"Non-manufacturing business activity increased for the 46th consecutive month in January," Nieves said. He added, "Business Activity increased at a faster rate in January than in December. New Orders and Employment increased at slower rates than in December. The Prices Index decreased 4.5 percentage points this month to 55.2 percent. Seven non-manufacturing industries reported increased activity in January. Members' comments in January are mostly positive concerning current business conditions. The overall indication in January is continued economic growth in the non-manufacturing sector at a faster pace than in December."
Let's look at the internals.
First, the overall index increased a few points. That doesn't hurt. But the increase was 2.3. In other words, it's a bit higher than last months survey.
But some of the internals aren't that solid. New orders decreased .2% and employment decrease 1.5%. New export orders decreased 6.5% and imports decreased 10%. These four numbers point to a slowdown, not an expansion. The backlog of orders increased 1%.
On the plus side, prices dropped 4.5%.
Here is the comments section from the report:
* "Revenue is better and costs are starting to come down — especially petroleum-related costs." (Agriculture, Forestry, Fishing & Hunting)
* "Activity continues to exceed plans." (Health Care & Social Assistance)
* "Our sales continue to lag behind expectations, causing plans for deeper cost-cutting measures." (Retail Trade)
* "2007 off to a brisk start!" (Utilities)
* "More requests for services, particularly offshoring." (Professional, Scientific & Technical Services)
Note the highlighted comment from the retail industry -- sales continue to lag. That indicates several points. First, the Census Bureau's new retail model is probably a bit off (still) and rill be revised downward in the next report. Secondly, it indicates the downtrend has been in place a bit longer than the time period of the report (the use of the word "continue").
Also note the offshoring activity is specifically mentioned. That means we may have a further drop in employment over the next few months -- or at least weaker growth.
Again -- while the overall index was up, the internals were down.


2 comments:
This is not snark, but "prices falling" does not strike me as good news.
Prices will fall as the consumer pulls in his/her horns/[female equivalent of horns].

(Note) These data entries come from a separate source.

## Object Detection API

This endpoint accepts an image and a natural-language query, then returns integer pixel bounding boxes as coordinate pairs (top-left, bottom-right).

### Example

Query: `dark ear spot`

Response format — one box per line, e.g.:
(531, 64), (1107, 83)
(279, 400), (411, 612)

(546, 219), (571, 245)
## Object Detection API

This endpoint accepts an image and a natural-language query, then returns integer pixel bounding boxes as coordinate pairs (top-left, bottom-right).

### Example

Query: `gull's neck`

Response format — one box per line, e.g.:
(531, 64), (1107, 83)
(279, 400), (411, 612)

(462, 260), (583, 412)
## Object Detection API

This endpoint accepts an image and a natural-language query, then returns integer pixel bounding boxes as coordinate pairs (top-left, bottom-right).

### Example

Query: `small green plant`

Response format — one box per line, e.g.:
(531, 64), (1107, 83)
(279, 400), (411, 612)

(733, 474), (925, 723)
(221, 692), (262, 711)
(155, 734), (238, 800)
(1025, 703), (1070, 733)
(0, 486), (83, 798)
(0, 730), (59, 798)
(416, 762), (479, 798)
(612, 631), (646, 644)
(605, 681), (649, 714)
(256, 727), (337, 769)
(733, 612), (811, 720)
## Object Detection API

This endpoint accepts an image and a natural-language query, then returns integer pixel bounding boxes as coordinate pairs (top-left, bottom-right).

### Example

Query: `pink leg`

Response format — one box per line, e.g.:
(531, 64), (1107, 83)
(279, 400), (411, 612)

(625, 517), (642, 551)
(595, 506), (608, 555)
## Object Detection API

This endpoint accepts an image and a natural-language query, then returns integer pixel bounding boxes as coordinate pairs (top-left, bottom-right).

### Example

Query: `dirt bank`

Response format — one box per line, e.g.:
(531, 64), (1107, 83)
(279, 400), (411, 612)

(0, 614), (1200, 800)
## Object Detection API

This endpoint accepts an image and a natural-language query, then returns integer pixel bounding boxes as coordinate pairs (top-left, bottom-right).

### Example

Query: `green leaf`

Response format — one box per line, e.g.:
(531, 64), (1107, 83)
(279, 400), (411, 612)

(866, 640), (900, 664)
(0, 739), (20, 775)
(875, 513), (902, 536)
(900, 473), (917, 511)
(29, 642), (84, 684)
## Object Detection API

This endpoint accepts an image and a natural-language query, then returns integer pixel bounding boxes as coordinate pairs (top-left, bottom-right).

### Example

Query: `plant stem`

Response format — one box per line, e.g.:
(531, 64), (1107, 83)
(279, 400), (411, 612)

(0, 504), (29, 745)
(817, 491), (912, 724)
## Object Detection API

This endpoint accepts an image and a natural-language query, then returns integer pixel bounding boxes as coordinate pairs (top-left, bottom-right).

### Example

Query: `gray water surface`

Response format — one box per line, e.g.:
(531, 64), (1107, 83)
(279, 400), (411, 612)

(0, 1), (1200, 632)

No, I would say that this is the beginning of the end.
It will be extremely interesting to see how long the stock market can stay afloat. A death watch, if you will.
Yes, all five numbers ... the four included as a group plus the price drop ... point to declining activity.

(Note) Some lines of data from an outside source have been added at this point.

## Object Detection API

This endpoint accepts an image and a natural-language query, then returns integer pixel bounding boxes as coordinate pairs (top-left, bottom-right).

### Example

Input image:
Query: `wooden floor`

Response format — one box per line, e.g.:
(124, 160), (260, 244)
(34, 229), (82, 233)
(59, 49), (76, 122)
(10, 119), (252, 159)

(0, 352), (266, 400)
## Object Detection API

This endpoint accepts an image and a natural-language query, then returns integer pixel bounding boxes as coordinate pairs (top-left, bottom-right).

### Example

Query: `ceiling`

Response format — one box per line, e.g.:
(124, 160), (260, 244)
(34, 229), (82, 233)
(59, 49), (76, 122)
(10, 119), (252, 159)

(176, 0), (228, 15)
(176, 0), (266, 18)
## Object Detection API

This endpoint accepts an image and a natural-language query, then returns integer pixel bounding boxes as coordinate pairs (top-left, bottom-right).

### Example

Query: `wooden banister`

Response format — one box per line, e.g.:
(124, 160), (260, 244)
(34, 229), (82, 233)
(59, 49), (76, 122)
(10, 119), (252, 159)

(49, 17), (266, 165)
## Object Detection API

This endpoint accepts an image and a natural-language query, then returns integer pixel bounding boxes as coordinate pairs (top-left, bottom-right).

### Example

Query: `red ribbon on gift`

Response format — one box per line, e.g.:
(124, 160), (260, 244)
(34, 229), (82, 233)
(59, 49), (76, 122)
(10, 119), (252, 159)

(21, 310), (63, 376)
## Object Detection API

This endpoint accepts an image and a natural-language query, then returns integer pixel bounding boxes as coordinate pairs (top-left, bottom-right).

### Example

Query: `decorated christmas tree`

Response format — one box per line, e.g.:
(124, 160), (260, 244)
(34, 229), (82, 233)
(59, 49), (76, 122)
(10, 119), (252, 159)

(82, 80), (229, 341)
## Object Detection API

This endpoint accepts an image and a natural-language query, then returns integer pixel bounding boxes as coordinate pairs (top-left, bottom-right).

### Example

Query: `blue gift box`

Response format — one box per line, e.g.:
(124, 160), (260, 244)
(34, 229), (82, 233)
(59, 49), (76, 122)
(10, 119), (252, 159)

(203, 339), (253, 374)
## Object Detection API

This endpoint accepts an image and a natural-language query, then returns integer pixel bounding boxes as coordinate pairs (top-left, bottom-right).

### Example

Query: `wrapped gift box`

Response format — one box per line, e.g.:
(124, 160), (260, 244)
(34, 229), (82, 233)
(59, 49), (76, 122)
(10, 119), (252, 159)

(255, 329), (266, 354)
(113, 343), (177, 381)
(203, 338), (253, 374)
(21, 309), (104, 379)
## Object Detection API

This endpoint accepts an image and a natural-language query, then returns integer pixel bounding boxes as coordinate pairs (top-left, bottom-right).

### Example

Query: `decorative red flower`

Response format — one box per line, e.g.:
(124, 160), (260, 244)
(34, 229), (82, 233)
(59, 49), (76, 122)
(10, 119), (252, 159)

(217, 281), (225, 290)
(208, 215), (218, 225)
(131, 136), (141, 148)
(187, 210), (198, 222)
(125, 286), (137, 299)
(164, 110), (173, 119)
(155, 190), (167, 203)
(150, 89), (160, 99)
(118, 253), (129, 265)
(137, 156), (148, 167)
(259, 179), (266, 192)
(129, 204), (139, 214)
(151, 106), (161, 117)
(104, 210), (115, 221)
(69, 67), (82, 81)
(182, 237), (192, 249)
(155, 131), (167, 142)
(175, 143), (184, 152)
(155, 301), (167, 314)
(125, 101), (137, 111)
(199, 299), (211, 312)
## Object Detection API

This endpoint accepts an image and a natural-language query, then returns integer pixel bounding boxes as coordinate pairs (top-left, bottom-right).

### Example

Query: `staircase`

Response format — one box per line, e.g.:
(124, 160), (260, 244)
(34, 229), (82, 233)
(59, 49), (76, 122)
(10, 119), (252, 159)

And professional offshoring services are a one-off that lead to a permanent reduction in domestic value-added. They are only a net positive if the increase in the growth in domestic value added in exports more than covers the drop in domestic value-added in production for the domestic market.
With those export numbers, there does not appear to be the kind of substantial "export platform" growth that is a pre-requisite for that kind of "cross-haul trade" led growth ('pre-requisite' implying that this is a necessary but not sufficient condition).